Clinical relevance of autoantibodies in patients with autoimmune bullous dermatosis

Abstract

The authors present their experience related to the diagnosis, treatment, and followup of 431 patients with bullous pemphigoid, 14 patients with juvenile bullous pemphigoid, and 273 patients with pemphigus. The detection of autoantibodies plays an outstanding role in the diagnosis and differential diagnosis. Paraneoplastic pemphigoid is suggested to be a distinct entity from the group of bullous pemphigoid in view of the linear C3 deposits along the basement membrane of the perilesional skin and the "ladder" configuration of autoantibodies demonstrated by western blot analysis. It is proposed that IgA pemphigoid should be differentiated from the linear IgA dermatoses. Immunosuppressive therapy is recommended in which the maintenance dose of corticosteroid is administered every second day, thereby reducing the side effects of the corticosteroids. Following the detection of IgA antibodies (IgA pemphigoid, linear IgA bullous dermatosis, and IgA pemphigus), diamino diphenyl sulfone (dapsone) therapy is preferred alone or in combination.
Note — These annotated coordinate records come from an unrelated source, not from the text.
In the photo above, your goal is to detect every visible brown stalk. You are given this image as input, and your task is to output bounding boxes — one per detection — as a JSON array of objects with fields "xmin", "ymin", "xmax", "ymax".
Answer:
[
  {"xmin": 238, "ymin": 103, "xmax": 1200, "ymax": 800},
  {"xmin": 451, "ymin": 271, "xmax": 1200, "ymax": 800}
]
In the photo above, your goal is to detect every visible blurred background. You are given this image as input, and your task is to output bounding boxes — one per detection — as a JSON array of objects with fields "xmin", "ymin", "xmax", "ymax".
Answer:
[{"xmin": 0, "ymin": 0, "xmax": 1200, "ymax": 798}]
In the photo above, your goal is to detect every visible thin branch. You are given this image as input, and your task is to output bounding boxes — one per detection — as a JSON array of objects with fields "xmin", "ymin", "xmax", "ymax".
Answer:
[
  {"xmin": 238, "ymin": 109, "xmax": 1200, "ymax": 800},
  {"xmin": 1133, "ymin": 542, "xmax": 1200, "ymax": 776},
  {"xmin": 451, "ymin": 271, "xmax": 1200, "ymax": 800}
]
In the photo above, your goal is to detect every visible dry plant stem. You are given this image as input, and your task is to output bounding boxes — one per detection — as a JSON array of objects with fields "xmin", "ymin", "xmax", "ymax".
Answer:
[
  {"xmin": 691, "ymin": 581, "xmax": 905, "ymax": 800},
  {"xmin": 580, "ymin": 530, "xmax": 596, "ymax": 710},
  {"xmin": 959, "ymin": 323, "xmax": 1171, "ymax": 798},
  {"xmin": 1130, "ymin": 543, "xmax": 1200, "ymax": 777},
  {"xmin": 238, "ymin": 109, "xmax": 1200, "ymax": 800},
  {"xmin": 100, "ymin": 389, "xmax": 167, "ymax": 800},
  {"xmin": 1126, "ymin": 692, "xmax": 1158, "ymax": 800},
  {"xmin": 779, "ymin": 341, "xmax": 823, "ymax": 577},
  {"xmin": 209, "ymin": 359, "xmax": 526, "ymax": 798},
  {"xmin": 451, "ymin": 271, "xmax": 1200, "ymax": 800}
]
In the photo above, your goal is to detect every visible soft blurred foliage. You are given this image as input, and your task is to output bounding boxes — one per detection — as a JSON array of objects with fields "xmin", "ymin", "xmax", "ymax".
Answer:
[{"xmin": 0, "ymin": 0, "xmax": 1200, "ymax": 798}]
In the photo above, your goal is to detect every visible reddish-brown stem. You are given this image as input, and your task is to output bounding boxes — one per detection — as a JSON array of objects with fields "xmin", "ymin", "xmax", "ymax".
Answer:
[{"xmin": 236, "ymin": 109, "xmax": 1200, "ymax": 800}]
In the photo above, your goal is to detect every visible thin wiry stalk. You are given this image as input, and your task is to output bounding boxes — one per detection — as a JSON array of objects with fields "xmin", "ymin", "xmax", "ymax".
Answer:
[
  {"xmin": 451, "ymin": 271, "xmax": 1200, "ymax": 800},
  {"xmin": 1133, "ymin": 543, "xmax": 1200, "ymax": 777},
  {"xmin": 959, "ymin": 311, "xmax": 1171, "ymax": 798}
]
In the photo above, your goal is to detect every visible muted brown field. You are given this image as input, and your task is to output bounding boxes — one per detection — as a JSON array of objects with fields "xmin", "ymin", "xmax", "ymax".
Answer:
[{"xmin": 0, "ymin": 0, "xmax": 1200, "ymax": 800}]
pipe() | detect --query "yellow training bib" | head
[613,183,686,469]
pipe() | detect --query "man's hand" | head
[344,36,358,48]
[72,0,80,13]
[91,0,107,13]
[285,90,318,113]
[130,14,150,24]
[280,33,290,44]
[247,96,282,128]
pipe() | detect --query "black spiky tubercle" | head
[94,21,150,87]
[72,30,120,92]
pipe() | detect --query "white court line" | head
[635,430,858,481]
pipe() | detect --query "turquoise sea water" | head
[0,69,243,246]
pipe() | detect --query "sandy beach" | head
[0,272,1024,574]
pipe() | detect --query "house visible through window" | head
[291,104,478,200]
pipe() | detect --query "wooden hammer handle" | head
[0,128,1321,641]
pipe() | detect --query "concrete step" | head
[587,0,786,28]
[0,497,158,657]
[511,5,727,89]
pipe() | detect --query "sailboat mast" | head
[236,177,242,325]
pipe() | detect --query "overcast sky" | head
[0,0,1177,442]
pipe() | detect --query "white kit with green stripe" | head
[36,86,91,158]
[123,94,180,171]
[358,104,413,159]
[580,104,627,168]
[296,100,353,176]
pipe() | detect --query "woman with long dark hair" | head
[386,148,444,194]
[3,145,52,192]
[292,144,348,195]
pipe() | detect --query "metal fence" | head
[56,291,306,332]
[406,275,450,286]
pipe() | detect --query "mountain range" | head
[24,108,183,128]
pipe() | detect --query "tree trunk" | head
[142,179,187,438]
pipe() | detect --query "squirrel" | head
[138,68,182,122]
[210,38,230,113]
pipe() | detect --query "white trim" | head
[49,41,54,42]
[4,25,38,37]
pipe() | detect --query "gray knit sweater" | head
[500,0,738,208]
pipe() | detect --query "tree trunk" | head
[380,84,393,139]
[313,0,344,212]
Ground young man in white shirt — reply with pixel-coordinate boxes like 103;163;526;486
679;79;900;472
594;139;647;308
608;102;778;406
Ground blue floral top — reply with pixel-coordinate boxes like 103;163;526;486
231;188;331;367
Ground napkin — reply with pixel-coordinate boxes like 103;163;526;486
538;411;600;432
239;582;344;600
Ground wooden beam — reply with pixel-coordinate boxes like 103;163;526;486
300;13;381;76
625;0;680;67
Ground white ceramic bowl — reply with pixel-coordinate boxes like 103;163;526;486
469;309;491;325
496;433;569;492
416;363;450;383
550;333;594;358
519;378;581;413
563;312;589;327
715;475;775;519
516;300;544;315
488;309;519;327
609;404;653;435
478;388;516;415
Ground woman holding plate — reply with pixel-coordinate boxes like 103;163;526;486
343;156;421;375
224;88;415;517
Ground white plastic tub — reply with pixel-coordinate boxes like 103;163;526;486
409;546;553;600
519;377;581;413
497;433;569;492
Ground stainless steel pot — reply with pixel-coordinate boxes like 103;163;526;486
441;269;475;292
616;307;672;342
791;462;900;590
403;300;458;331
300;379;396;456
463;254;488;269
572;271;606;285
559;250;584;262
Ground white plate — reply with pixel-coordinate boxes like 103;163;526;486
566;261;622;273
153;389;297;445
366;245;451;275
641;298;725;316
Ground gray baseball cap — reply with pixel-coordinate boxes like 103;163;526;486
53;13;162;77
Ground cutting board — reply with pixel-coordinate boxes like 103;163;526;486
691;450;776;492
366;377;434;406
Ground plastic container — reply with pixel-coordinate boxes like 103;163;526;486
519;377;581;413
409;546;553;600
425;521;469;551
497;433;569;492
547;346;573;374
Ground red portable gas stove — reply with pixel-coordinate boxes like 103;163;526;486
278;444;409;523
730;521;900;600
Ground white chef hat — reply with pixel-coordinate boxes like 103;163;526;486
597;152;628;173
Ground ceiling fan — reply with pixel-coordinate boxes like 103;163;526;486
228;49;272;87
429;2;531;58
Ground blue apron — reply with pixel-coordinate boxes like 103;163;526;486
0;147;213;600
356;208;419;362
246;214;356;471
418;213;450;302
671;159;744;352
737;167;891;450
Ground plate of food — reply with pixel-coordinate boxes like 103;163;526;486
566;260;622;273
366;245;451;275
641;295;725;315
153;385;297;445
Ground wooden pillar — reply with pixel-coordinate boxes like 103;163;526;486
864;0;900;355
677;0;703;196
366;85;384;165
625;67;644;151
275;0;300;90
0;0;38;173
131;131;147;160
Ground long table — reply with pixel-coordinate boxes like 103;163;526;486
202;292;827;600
The clinical relevance of autoantibodies in patients with autoimmune bullous dermatosis is stressed.

Figure 1

Bullous pemphigoid and pemphigus vulgaris. (a) The clinical picture of generalized pemphigoid with tense blisters, crusts, and erythematous plaques. (b) The histological picture of BP; subepidermal blister. (c) Linear basement zone deposits of IgG in BP. (d) Circulating IgG antibodies bind to the epidermal site of SSS in a patient with BP. (e) The flaccid blister in PV. (f) The histological picture of PV with intraepidermal blister. (g) DIF analysis demonstrates binding of C3 to the intercellular cement substance (ICS) in the upper stratum Malpighii. (h) An IIF study with monkey esophagus as substrate demonstrates the presence of anti-ICS antibody with antihuman IgG conjugate.

Figure 2

Western blot investigations. (a) A “ladder” configuration can be seen in paraneoplastic pemphigus. (b) A “ladder” configuration of paraneoplastic pemphigoid on western blot analysis.

Figure 3

Epidermolysis bullosa aquisita. (a) Erosions in the oral cavity in EBA. (b) Blisters on the wrist in EBA. ((c) and (d)) Blisters on the fingertips in EBA.

Figure 4

Juvenile bullous pemphigoid and bullous eruption of systemic lupus erythematosus. ((a) and (b)) Tense blisters and hemorrhagic crusts on the extremities of a 5-year- old boy with juvenile BP. (c) Erythematous plaques and some blisters in a VBSLE patient. (d) Circulating IgG antibodies bind to the dermal site of SSS in VBSLE.